Data preprocessing and identification of DEGs
Briefly, the original data from the CEL files and the corresponding probe annotation information were downloaded and converted into a detectable format that was preprocessed using Bioconductor packages (http://www.bioconductor.org/) in soft R (version 3.4.1, https://www.r-project.org/). The affy package (https://bioconductor.org/packages/release/bioc/html/affy.html) was used for background correction and normalization of the data by the Robust Multi-Array Average method (19), and the missing values were inserted by the k-Nearest Neighbor method (20). After preprocessing, the limma package (http://www.bioconductor.org/packages/release/bioc/html/limma.html) was used to screen the DEGs between the ccRCC samples and the matched normal samples with a t-test (21). The adjusted P value accounted for false discovery rates (FDR) and was calculated by the Benjamini and Hochberg method (22). Hierarchical clustering was used to qualitatively analyze all of the DEGs from the microarray data and place them into two groups using the pheatmap package (23) (http://www.bioconductor.org/packages/release/bioc/html/pheatmap.html).
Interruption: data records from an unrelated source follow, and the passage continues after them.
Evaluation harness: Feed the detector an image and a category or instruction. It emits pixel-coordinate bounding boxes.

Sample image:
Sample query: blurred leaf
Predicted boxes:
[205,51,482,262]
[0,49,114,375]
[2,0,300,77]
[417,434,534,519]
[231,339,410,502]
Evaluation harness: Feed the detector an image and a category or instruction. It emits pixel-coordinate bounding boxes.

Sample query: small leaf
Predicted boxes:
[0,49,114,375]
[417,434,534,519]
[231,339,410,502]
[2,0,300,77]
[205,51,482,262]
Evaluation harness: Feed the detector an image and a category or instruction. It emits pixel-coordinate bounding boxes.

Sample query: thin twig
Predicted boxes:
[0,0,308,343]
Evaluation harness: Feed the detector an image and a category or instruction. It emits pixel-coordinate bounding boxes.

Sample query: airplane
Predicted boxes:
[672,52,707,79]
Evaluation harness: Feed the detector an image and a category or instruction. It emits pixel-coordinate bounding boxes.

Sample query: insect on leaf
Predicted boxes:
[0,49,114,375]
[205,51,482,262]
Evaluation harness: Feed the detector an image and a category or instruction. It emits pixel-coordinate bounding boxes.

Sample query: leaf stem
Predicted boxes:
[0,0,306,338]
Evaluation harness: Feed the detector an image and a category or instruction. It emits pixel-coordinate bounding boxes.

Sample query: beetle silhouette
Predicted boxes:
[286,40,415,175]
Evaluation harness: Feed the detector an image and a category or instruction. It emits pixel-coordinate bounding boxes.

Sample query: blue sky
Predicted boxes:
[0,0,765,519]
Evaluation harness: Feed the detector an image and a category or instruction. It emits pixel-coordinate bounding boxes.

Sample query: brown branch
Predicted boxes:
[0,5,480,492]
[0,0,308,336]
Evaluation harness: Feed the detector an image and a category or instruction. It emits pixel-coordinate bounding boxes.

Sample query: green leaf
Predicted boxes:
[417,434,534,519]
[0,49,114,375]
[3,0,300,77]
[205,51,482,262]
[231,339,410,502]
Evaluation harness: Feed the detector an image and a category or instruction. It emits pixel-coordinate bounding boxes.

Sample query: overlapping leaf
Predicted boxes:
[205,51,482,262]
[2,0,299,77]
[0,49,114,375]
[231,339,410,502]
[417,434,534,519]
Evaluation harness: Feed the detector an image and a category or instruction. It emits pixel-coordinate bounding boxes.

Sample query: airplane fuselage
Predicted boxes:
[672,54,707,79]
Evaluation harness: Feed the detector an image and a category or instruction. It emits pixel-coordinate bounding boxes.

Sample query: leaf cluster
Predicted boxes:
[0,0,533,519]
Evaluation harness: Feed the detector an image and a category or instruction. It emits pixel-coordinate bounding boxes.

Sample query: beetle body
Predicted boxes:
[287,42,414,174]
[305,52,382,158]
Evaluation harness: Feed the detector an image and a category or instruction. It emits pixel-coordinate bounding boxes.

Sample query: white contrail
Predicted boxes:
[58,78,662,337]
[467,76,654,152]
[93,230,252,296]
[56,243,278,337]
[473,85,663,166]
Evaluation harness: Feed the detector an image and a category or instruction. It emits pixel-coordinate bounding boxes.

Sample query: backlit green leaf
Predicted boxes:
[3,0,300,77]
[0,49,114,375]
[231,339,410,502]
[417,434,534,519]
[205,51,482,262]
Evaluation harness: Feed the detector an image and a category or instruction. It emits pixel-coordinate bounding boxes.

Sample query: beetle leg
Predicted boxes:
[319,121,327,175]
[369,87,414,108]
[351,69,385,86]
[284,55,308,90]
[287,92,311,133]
Subsequently, a volcano plot was generated to show up- and down-regulated genes among the DEGs. Only the DEGs with an FDR <0.05 and a |log2fold change (FC)| ≥2 were considered statistically significant.
Enrichment analysis of DEGs
DAVID (24) (http://david.abcc.ncifcrf.gov/), a common functional annotation tool for bioinformatics resources, was utilized to distinguish the biological attributes, such as BP, cellular component (CC) and molecular function (MF), of important DEGs. GO term enrichment analysis was then performed, and the data were visualized. Moreover, KEGG (25) (http://www.genome.jp/kegg/) pathway enrichment analysis was performed, and the package clusterProfiler (http://www.bioconductor.org/packages/release/bioc/html/clusterProfiler.html) of R was used to identify the crucial pathways that were significantly close to the PPI network. A P value of less than 0.05 was used as the cutoff criterion.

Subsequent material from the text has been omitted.